Decomposed bodies, suicides, murders, traffic carnage, rapes and industrial accidents, if I'm lucky. Crimes against children if I'm not, including some so terrible that at the time I seriously believed the only way to set things right was to become a murderer myself.

If you aren't an ER nurse, a paramedic, cop, fire/rescue, or a combat veteran, it might be hard to imagine this sort of stuff as regular fare. Count yourself lucky.

As much as these experiences changed me — and perhaps continue to do so — I'm fortunate in that they didn't happen TO me. I don't know that I would have the inner strength to cope effectively .

Still, I know that it's possible. I've seen other people do it, people whom I've learned are far stronger than I might be if the horrifying ever pays me a personal visit.

Ten years ago today, a lone gunman murdered five people and seriously wounded four others at Trolley Square.

On that appalling evening, AJ Walker's father, Alan, was killed. AJ was shot in the head and critically wounded. Stacy Hanson was shot three times with a 12-gauge shotgun. He survived because — well, I don't know why.

If I had to, I'd guess it was because of the police officers who intervened and killed the suspect, allowing highly trained medical personnel to reach and stabilize him enough to deliver him into the hands of surgeons at the hospital.

A few days later, Stacy's wife ignored requests from the real media and chose a fool of a columnist to tell his story. Honestly, I didn't want to. The last thing I needed was more terrible images in my head.

I did it because Colleen said I made her husband laugh and she desperately needed to see Stacy at least smile again.

In a similar fashion, I met teenage A.J. and his recently widowed mother, Vickie. A.J. still had pellets in his head, and Vickie still mourned for Alan.

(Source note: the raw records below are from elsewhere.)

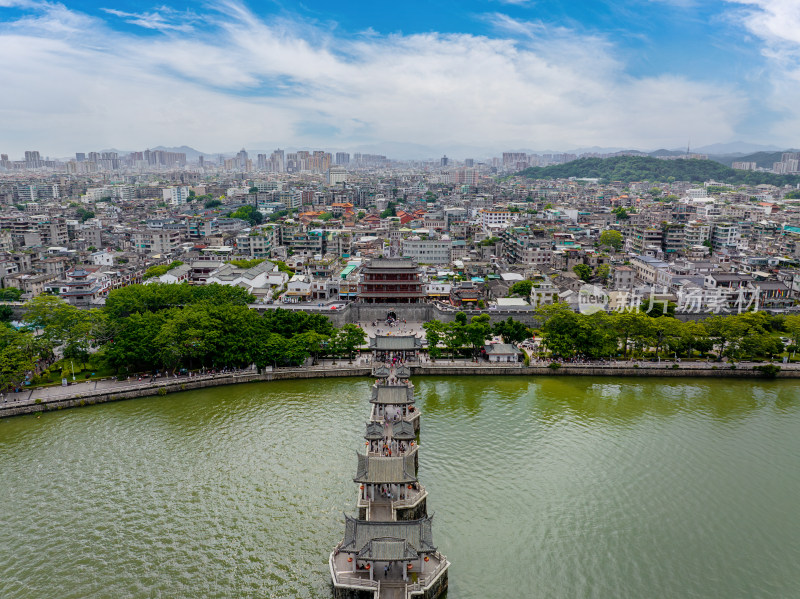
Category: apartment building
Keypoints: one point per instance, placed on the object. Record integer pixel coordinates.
(428, 251)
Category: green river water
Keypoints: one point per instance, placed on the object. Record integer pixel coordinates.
(544, 488)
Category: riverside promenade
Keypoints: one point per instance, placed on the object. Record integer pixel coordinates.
(43, 399)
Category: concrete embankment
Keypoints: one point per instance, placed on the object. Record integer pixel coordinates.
(50, 399)
(123, 390)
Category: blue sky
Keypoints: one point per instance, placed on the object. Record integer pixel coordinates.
(468, 77)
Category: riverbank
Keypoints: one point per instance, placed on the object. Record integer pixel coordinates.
(95, 392)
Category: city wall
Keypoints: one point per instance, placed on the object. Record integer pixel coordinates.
(166, 388)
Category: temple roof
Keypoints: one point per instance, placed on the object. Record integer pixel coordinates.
(395, 395)
(388, 550)
(380, 470)
(388, 541)
(403, 431)
(381, 372)
(374, 431)
(395, 343)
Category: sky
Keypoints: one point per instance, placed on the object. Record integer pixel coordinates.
(466, 77)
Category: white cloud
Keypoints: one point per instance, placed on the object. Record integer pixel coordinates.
(164, 20)
(777, 24)
(252, 80)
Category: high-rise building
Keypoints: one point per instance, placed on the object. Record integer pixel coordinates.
(241, 159)
(33, 160)
(276, 162)
(337, 174)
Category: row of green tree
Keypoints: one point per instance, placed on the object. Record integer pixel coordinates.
(169, 327)
(645, 168)
(751, 335)
(455, 336)
(566, 334)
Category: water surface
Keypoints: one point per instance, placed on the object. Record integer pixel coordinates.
(550, 487)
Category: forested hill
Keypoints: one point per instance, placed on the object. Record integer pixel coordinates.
(643, 168)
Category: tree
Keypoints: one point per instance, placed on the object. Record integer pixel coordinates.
(655, 308)
(584, 271)
(611, 238)
(350, 337)
(10, 294)
(477, 332)
(84, 214)
(6, 313)
(434, 333)
(792, 325)
(160, 269)
(453, 337)
(521, 289)
(16, 357)
(272, 350)
(314, 343)
(512, 331)
(620, 213)
(248, 213)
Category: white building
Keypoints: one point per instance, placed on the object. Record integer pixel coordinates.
(337, 174)
(428, 251)
(494, 219)
(258, 280)
(176, 195)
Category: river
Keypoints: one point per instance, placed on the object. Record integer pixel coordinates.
(558, 487)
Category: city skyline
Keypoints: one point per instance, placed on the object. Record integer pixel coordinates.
(497, 75)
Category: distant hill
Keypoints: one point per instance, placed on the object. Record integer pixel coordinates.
(663, 152)
(645, 168)
(734, 147)
(762, 159)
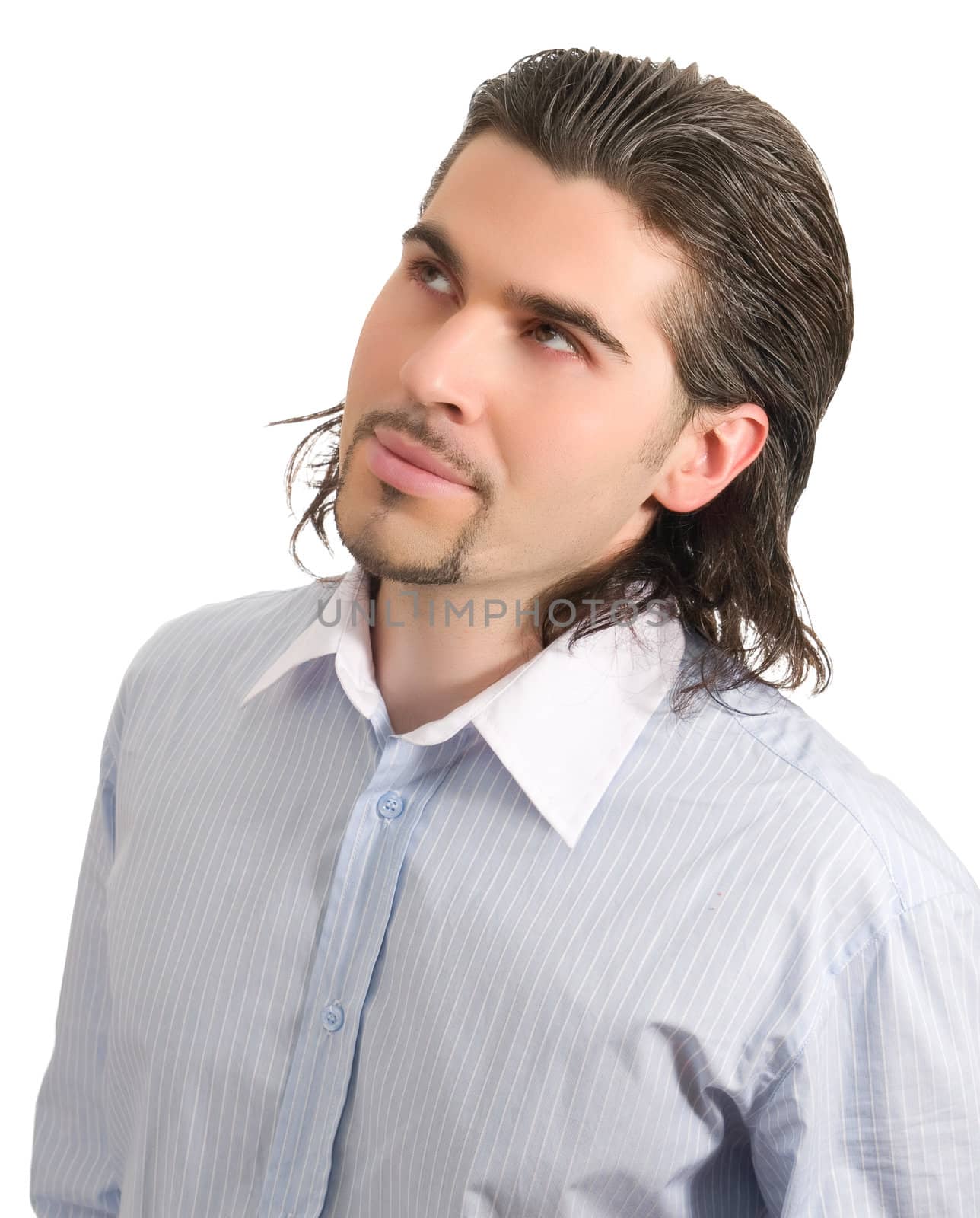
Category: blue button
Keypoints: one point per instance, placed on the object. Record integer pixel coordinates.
(332, 1017)
(390, 805)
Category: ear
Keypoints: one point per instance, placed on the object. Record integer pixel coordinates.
(705, 460)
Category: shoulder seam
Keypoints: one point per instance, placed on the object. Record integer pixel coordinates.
(832, 974)
(837, 798)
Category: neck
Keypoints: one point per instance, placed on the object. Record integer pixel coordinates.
(434, 649)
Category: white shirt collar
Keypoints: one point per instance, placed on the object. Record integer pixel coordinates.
(563, 722)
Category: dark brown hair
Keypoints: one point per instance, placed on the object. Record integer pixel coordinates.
(761, 312)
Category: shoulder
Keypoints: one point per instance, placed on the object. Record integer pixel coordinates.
(219, 643)
(889, 837)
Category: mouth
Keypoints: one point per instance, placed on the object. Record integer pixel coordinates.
(399, 464)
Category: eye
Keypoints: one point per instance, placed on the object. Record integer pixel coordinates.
(417, 271)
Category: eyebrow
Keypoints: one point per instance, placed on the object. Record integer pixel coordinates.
(548, 308)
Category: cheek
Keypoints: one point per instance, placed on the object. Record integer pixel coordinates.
(566, 446)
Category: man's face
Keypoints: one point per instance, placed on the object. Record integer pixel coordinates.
(549, 428)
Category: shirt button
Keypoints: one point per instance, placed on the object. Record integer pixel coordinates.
(332, 1017)
(390, 805)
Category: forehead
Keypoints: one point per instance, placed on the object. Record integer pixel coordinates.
(511, 218)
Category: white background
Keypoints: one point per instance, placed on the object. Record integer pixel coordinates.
(201, 202)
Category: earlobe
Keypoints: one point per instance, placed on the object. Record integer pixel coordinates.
(714, 457)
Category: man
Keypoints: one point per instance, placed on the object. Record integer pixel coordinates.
(411, 892)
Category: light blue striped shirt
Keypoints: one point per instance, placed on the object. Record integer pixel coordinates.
(559, 953)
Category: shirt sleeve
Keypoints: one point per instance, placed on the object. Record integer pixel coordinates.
(880, 1112)
(71, 1169)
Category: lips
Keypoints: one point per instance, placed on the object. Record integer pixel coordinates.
(418, 456)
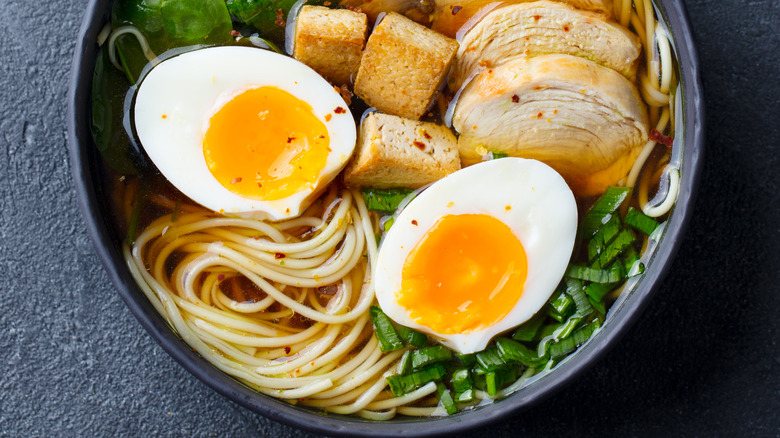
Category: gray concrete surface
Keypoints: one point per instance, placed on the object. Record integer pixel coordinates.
(702, 361)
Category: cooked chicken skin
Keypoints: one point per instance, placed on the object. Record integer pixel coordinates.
(530, 29)
(586, 121)
(451, 15)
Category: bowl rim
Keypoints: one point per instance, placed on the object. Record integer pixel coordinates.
(84, 173)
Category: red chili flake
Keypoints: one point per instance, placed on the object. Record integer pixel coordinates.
(279, 17)
(330, 289)
(345, 94)
(655, 135)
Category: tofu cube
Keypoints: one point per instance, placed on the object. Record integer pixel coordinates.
(330, 41)
(397, 152)
(403, 66)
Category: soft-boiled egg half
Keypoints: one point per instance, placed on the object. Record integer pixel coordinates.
(243, 131)
(478, 252)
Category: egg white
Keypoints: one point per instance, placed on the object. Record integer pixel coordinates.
(189, 88)
(543, 216)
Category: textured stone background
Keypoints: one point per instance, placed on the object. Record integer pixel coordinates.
(702, 361)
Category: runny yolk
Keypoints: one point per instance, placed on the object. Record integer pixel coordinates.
(466, 274)
(266, 144)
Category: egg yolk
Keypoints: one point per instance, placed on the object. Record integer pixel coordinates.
(266, 144)
(466, 274)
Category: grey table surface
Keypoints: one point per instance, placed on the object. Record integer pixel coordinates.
(703, 360)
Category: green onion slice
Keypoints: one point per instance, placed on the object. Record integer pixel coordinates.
(640, 221)
(385, 333)
(602, 210)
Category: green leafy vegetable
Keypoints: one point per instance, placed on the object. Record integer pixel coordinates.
(400, 385)
(640, 222)
(460, 379)
(429, 355)
(412, 336)
(602, 210)
(385, 333)
(384, 200)
(595, 275)
(445, 398)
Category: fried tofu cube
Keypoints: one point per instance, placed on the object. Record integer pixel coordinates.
(397, 152)
(330, 41)
(403, 66)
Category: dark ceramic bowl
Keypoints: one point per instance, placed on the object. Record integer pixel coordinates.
(94, 205)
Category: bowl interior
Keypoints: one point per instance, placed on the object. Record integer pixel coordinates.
(94, 204)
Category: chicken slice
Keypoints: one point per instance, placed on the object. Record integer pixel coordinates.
(586, 121)
(450, 15)
(530, 29)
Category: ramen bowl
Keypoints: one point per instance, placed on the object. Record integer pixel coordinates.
(95, 205)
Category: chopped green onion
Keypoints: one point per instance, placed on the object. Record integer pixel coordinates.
(562, 305)
(586, 273)
(405, 365)
(527, 331)
(597, 291)
(565, 346)
(546, 331)
(406, 383)
(479, 380)
(489, 359)
(461, 384)
(445, 398)
(602, 210)
(495, 380)
(512, 351)
(598, 305)
(412, 336)
(623, 240)
(384, 200)
(385, 333)
(603, 236)
(569, 326)
(575, 290)
(640, 222)
(466, 359)
(388, 223)
(429, 355)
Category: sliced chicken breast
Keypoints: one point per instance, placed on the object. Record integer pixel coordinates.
(586, 121)
(450, 15)
(530, 29)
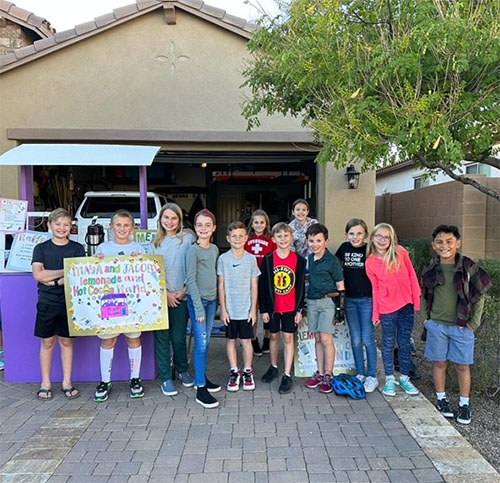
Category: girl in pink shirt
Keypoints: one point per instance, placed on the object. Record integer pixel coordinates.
(396, 297)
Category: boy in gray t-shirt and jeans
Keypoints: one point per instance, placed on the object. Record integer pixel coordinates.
(238, 273)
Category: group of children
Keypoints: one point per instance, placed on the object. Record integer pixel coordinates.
(370, 281)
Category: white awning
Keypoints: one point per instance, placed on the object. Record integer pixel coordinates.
(79, 155)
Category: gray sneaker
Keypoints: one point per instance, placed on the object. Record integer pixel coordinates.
(186, 379)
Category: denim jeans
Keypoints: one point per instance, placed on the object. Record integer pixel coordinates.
(359, 319)
(397, 324)
(201, 334)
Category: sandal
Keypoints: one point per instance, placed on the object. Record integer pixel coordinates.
(68, 392)
(44, 394)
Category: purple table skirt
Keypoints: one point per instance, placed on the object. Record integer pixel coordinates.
(18, 298)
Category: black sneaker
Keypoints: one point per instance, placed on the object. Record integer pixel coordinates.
(136, 389)
(102, 391)
(204, 398)
(257, 351)
(286, 384)
(265, 346)
(271, 374)
(211, 386)
(443, 406)
(463, 416)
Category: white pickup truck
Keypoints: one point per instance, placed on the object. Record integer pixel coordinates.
(102, 204)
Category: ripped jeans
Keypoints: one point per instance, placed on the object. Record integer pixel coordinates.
(201, 334)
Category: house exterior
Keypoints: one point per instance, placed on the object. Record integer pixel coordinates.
(20, 28)
(415, 206)
(405, 176)
(169, 73)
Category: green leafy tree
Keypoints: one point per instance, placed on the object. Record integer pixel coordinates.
(381, 81)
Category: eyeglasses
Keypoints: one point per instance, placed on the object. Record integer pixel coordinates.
(382, 237)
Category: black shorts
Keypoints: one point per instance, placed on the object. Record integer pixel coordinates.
(239, 329)
(284, 322)
(51, 320)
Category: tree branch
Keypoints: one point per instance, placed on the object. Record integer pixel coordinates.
(489, 160)
(461, 178)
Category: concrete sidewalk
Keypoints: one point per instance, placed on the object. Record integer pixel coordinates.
(255, 436)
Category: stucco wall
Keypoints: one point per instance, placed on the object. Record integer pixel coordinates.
(337, 204)
(414, 214)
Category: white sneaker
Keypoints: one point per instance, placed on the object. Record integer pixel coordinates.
(371, 383)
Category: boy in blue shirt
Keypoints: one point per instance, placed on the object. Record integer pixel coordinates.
(326, 280)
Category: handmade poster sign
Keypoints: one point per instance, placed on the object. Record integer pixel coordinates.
(22, 248)
(305, 351)
(12, 215)
(144, 237)
(114, 295)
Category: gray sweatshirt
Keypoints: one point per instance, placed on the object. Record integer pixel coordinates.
(201, 275)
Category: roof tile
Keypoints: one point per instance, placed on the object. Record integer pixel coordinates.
(213, 11)
(83, 28)
(64, 35)
(44, 43)
(4, 5)
(24, 51)
(192, 3)
(142, 4)
(125, 11)
(7, 59)
(103, 20)
(236, 21)
(19, 12)
(35, 20)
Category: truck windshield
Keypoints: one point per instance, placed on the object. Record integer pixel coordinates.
(105, 207)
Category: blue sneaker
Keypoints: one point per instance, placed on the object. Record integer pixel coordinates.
(389, 387)
(168, 388)
(186, 379)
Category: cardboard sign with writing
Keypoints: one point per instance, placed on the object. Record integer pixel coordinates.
(144, 237)
(305, 351)
(115, 295)
(12, 215)
(22, 248)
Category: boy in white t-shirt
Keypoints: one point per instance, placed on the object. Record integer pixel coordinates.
(122, 224)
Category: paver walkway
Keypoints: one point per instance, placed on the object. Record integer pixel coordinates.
(256, 436)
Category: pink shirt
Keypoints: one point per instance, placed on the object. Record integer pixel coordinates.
(392, 290)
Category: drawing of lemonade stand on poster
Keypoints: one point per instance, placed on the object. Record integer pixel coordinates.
(115, 295)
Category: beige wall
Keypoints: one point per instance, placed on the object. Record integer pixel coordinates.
(414, 214)
(337, 204)
(145, 75)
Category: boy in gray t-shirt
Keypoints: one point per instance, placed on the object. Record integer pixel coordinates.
(238, 273)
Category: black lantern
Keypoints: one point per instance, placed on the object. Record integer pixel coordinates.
(352, 177)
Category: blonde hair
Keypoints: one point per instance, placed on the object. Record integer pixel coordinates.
(259, 212)
(58, 213)
(161, 233)
(281, 226)
(122, 214)
(391, 257)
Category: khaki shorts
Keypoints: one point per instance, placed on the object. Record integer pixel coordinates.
(130, 335)
(320, 313)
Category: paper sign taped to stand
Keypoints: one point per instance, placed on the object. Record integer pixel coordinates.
(13, 215)
(115, 295)
(21, 252)
(305, 351)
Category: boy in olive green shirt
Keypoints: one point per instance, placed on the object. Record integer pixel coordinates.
(453, 290)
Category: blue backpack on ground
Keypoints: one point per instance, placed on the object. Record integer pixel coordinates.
(348, 385)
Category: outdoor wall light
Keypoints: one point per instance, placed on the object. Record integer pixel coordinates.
(352, 177)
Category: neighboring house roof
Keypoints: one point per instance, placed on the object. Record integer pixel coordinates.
(26, 19)
(119, 16)
(394, 167)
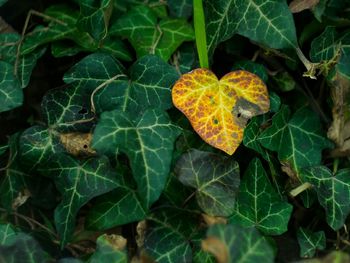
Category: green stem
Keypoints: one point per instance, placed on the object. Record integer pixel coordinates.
(199, 29)
(300, 189)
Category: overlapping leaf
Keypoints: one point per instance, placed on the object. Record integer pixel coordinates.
(25, 246)
(148, 36)
(168, 234)
(216, 179)
(181, 8)
(63, 27)
(298, 139)
(7, 235)
(25, 64)
(37, 145)
(258, 204)
(220, 22)
(78, 182)
(148, 142)
(110, 248)
(149, 86)
(333, 192)
(219, 109)
(232, 243)
(13, 184)
(267, 22)
(94, 17)
(309, 242)
(11, 94)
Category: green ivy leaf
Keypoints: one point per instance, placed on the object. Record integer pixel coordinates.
(240, 244)
(25, 246)
(78, 182)
(119, 207)
(333, 192)
(7, 235)
(215, 178)
(147, 141)
(251, 134)
(26, 63)
(168, 234)
(324, 47)
(309, 242)
(253, 67)
(258, 204)
(267, 22)
(94, 17)
(148, 36)
(149, 85)
(220, 22)
(13, 182)
(67, 108)
(298, 140)
(182, 8)
(11, 94)
(94, 70)
(109, 250)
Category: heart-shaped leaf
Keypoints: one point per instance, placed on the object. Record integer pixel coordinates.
(219, 109)
(309, 242)
(215, 177)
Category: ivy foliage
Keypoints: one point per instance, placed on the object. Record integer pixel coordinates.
(97, 165)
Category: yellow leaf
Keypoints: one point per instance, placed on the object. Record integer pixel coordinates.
(219, 109)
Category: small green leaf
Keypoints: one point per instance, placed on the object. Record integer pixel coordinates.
(11, 94)
(252, 67)
(298, 140)
(78, 182)
(148, 36)
(149, 86)
(267, 22)
(148, 142)
(25, 246)
(64, 108)
(333, 192)
(93, 70)
(258, 204)
(168, 234)
(251, 134)
(180, 8)
(240, 244)
(324, 47)
(110, 249)
(220, 22)
(37, 145)
(13, 182)
(119, 207)
(7, 235)
(215, 178)
(309, 242)
(26, 63)
(94, 17)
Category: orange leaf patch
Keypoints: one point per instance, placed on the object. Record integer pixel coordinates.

I expected bitterness. I didn't get it.

The Walkers' behavior confused me at first. Instead of wallowing in their loss the way I might have, they kept turning the conversation to the more positive elements of their shattered new life.

A.J. was still determined to be a normal teenager and eventually serve an LDS mission. Vickie already had plans to organize programs to help the victims of violence.

I stay in touch with the Hansons and the Walkers. I need to. The courage they brought to bear against the worst moment in their lives is an inspiration to anyone who knows them.

That's not to say that every day isn't a fight. Some things that happen to us are so terrible they never stop happening. Our nightmares are proof of that.

There's no explanation that makes sense of what happened in Trolley Square that night. It's the days, months and years since then that matter now, the willingness to fight what happened and to move forward.

In that sense, Stacy and A.J. have helped me more than they know. When my own nightmares occasionally tear me from sleep, it's thoughts of their courage today that bring back enough hope for my own life that I can eventually go back to sleep.